Quando se é moleque, uma idade em que as responsabilidades ainda não fazem parte direta da vida, nada ou pouco se tem a pensar em termos de coisa séria. Realizadas aquelas obrigações corriqueiras exigidas pelos pais, próprias da capacidade de cada um, tudo é mais ou menos levado na brincadeira. É um tempo em que se pode fazer o pensamento voar e atirar-se a travessuras, pouco se dando a possíveis conseqüências que venham a acontecer. Na verdade, difícil é esconder algo de errado, porque o comportamento e a própria cara são delatores em potencial.
Chegada a época em que os estudos atingem a segunda fase, fácil é saber das necessidades de reuniões, para estudos em conjunto das matérias que já alcançam maiores dificuldades, distribuindo-se em residências diversas, isto é, uma vez e cada casa de aluno. Enquanto todos não estão presentes, um bate-papo para descontração, com cada um revelando aventuras do dia anterior, piadas e gargalhadas, que chamam a atenção daqueles que estão por perto.
Bem, hora de estudar exige seriedade de todos. Os assuntos são postos à mesa, discutidos até que se chegue a um entendimento comum. Claro que os debates quase sempre são acalorados, dado que a tese de cada um é defendida com argumentos convincentes.

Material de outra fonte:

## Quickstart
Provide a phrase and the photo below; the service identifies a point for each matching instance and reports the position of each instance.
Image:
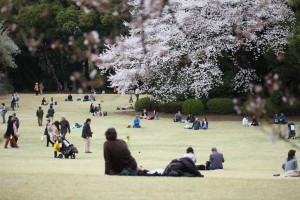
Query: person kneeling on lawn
(216, 160)
(190, 118)
(117, 157)
(196, 125)
(136, 122)
(178, 117)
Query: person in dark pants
(13, 102)
(40, 114)
(254, 121)
(216, 160)
(9, 134)
(64, 127)
(117, 156)
(51, 112)
(48, 132)
(36, 89)
(87, 135)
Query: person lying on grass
(117, 156)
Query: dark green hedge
(172, 107)
(193, 106)
(220, 106)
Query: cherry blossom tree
(174, 50)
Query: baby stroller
(67, 149)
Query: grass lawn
(31, 172)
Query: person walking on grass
(9, 134)
(50, 113)
(13, 102)
(48, 132)
(40, 114)
(3, 112)
(17, 120)
(36, 89)
(41, 87)
(64, 126)
(87, 135)
(56, 134)
(17, 100)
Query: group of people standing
(12, 132)
(38, 88)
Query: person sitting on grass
(245, 122)
(155, 115)
(70, 98)
(127, 141)
(276, 119)
(92, 98)
(44, 102)
(254, 121)
(136, 122)
(290, 166)
(190, 118)
(190, 154)
(178, 117)
(216, 160)
(196, 125)
(117, 157)
(92, 108)
(282, 119)
(126, 107)
(52, 102)
(86, 97)
(204, 124)
(144, 114)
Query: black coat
(10, 129)
(86, 131)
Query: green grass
(31, 172)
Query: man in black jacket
(87, 135)
(64, 126)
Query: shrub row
(192, 106)
(215, 106)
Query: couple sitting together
(279, 119)
(197, 125)
(119, 161)
(191, 119)
(145, 115)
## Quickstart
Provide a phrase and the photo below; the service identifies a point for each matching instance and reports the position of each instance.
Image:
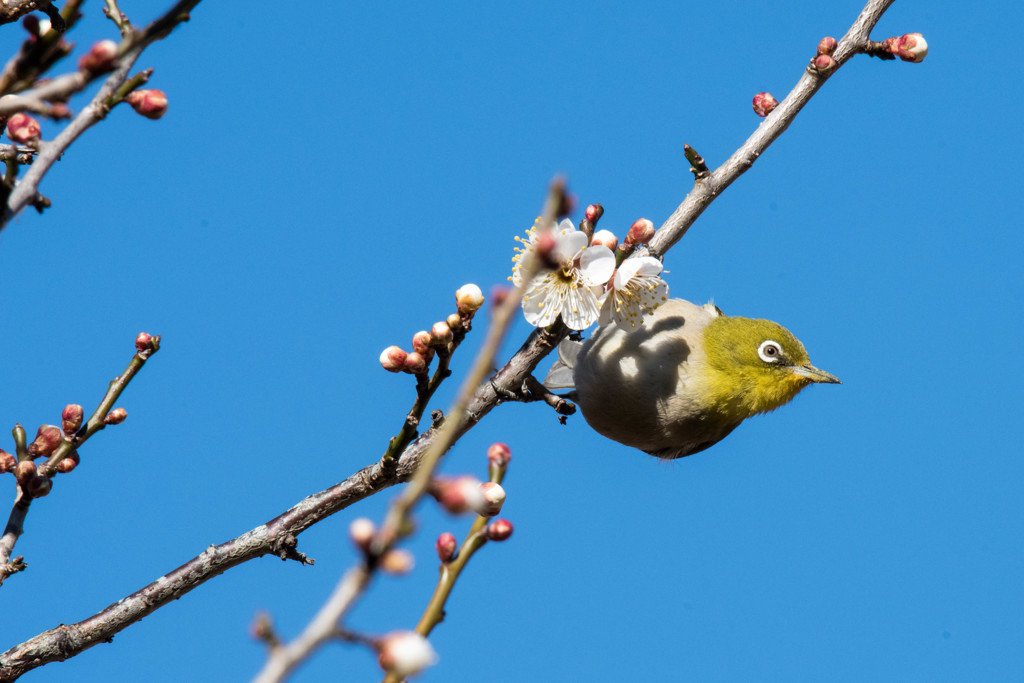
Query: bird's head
(754, 366)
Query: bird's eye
(770, 351)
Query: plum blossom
(636, 291)
(573, 288)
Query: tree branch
(280, 535)
(110, 94)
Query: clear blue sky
(324, 182)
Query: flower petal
(597, 263)
(567, 245)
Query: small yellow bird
(685, 379)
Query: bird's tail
(560, 375)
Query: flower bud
(500, 529)
(823, 63)
(455, 322)
(494, 499)
(69, 462)
(393, 359)
(39, 486)
(641, 231)
(605, 239)
(445, 547)
(406, 652)
(99, 58)
(59, 111)
(440, 335)
(71, 418)
(361, 532)
(23, 128)
(151, 103)
(47, 439)
(468, 298)
(25, 471)
(499, 454)
(415, 364)
(764, 103)
(397, 562)
(827, 45)
(143, 342)
(421, 342)
(31, 24)
(911, 47)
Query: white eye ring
(770, 351)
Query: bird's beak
(815, 375)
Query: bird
(683, 380)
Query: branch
(111, 93)
(708, 187)
(280, 535)
(146, 346)
(284, 659)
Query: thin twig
(709, 187)
(15, 521)
(284, 659)
(280, 534)
(28, 188)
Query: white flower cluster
(584, 287)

Quando a reunião está mais quente chega a mãe de um estudioso, que é a dona da casa, para oferecer um cafezinho quente, acompanhado de bolo de cenoura, milho ou fubá. Mais um tempo para papo-furado. Quando percebem que todos os problemas escolares foram resolvidos, fecham-se livros e cadernos e canetas são guardadas. Como ninguém tem nada a resolver na vida, aparecem os momentos propícios para armações e brincadeiras. Pensamentos voam. Sugestões surgem. Definem-se as etapas. Mãos à obra.
O primeiro passo é saber quem se encarrega de começar as aventuras. Sempre tem alguém que é mais atirado e resolve fácil: “deixa comigo”.

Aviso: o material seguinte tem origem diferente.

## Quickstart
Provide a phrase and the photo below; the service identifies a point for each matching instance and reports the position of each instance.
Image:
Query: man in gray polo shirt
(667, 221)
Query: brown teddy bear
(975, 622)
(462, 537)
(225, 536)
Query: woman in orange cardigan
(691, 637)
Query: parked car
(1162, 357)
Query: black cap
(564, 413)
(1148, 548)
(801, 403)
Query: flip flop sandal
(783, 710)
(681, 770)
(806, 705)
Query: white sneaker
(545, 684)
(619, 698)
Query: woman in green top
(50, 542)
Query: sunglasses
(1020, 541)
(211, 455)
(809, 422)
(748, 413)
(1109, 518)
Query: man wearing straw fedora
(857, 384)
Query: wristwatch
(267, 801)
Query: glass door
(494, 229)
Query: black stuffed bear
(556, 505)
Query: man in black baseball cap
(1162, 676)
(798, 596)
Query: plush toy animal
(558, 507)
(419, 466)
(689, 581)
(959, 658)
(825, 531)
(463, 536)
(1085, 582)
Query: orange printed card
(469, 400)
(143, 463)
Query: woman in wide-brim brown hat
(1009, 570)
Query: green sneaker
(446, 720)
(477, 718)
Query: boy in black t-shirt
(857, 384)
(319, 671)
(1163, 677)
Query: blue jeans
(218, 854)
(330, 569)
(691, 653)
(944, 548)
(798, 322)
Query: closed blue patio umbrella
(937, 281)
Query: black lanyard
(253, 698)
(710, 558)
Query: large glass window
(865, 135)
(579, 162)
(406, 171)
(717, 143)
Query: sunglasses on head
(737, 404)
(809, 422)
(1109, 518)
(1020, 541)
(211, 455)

Todos saem à rua. O ônibus aponta na esquina. Um deles sai correndo, movimentando os braços como interessado em apanhá-lo. O ônibus pára e ele continua a correr e vira a primeira esquina. De outra feita, o motorista pára, abre a porta e o malandrinho pergunta as horas.

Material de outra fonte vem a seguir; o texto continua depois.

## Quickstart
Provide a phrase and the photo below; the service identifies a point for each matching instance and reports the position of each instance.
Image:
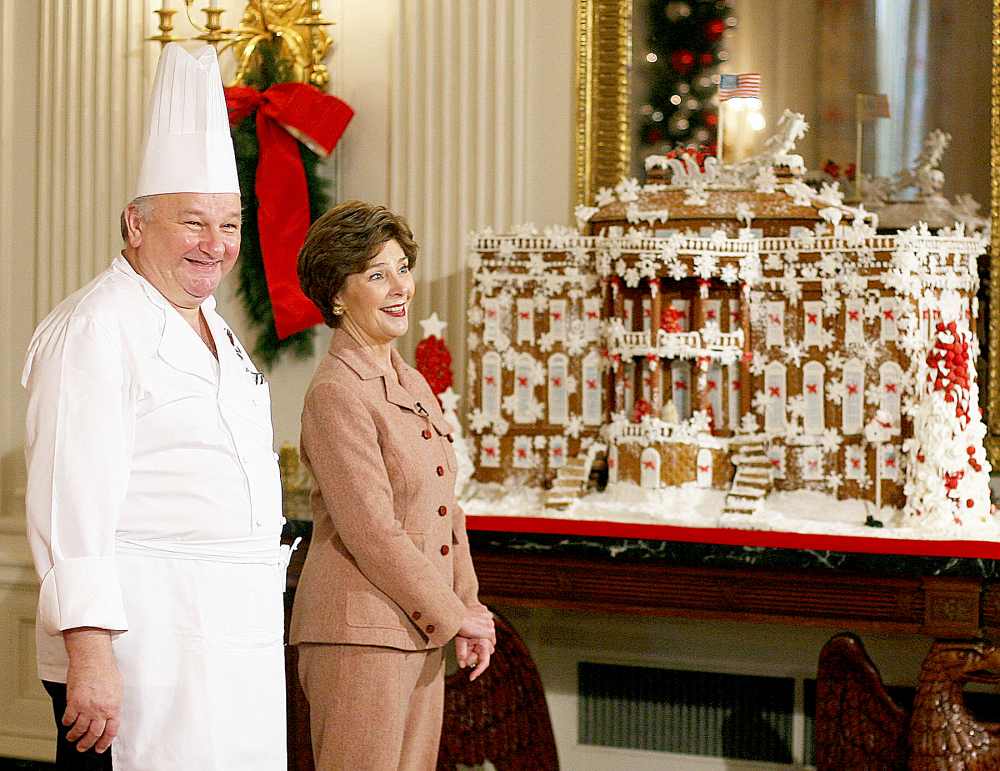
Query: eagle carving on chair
(860, 727)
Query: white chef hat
(188, 148)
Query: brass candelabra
(297, 24)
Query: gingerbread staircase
(753, 480)
(571, 480)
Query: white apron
(204, 661)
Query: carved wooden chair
(502, 716)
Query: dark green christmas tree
(684, 47)
(251, 282)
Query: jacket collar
(411, 393)
(123, 266)
(176, 345)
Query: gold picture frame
(603, 148)
(604, 54)
(993, 320)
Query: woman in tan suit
(388, 580)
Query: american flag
(745, 85)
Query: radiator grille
(694, 713)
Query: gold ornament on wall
(297, 24)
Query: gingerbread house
(690, 340)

Atendido, responde: “Obrigado, tio”. Claro que nem sempre o motorista, cansado e com fome, aceita esse comportamento numa boa e solta um palavrão, enquanto uns passageiros riem e outros ficam irritados.
Quantos pais não são iludidos por uma traquinagem do filho, que chega em casa com a mão sangrando e sustenta que caiu da bicicleta, rolou na rua cheia de pedras e feriu-se, mas a verdade é que ele tocou a campainha do vizinho próximo para sacaneá-lo e tenta sair correndo, mas se machuca naquelas flechas de ferro que encimam as grades das entradas dos jardins. O garoto faz cara feia, mas um pouco de iodo resolve o problema.
O comportamento dos moleques, não raro, chega mesmo a extrapolar das brincadeiras comuns e até parentes próximos podem ser alvos delas, como aqueles dois que a um descuido do tio abriram a porta do automóvel e acenderam um artefato com cheiro bem forte e característico de um pum. Imaginem quando o tio entrou no veículo. O cheiro infestou as proximidades.
E as traquinagens nas salas de aulas e nos corredores escolares, com apelidos aos professores e aprontadas aos mestres? Uns se fazem de desentendidos e outros não perdem a oportunidade para uma lição de moral.
Essas molecagens dos filhos os pais ficam sabendo após longo tempo. Quase sempre acontecem em reuniões familiares, com avós e netos presentes, quando cada um conta as peripécias de saudosos tempos de uma mocidade bem vivida. Todos riem e perdoam as brincadeiras e as mentiras bem urdidas, mesmo porque nada mais se pode fazer, pois nesses encontros o que vale mesmo são momentos de descontração e alegria.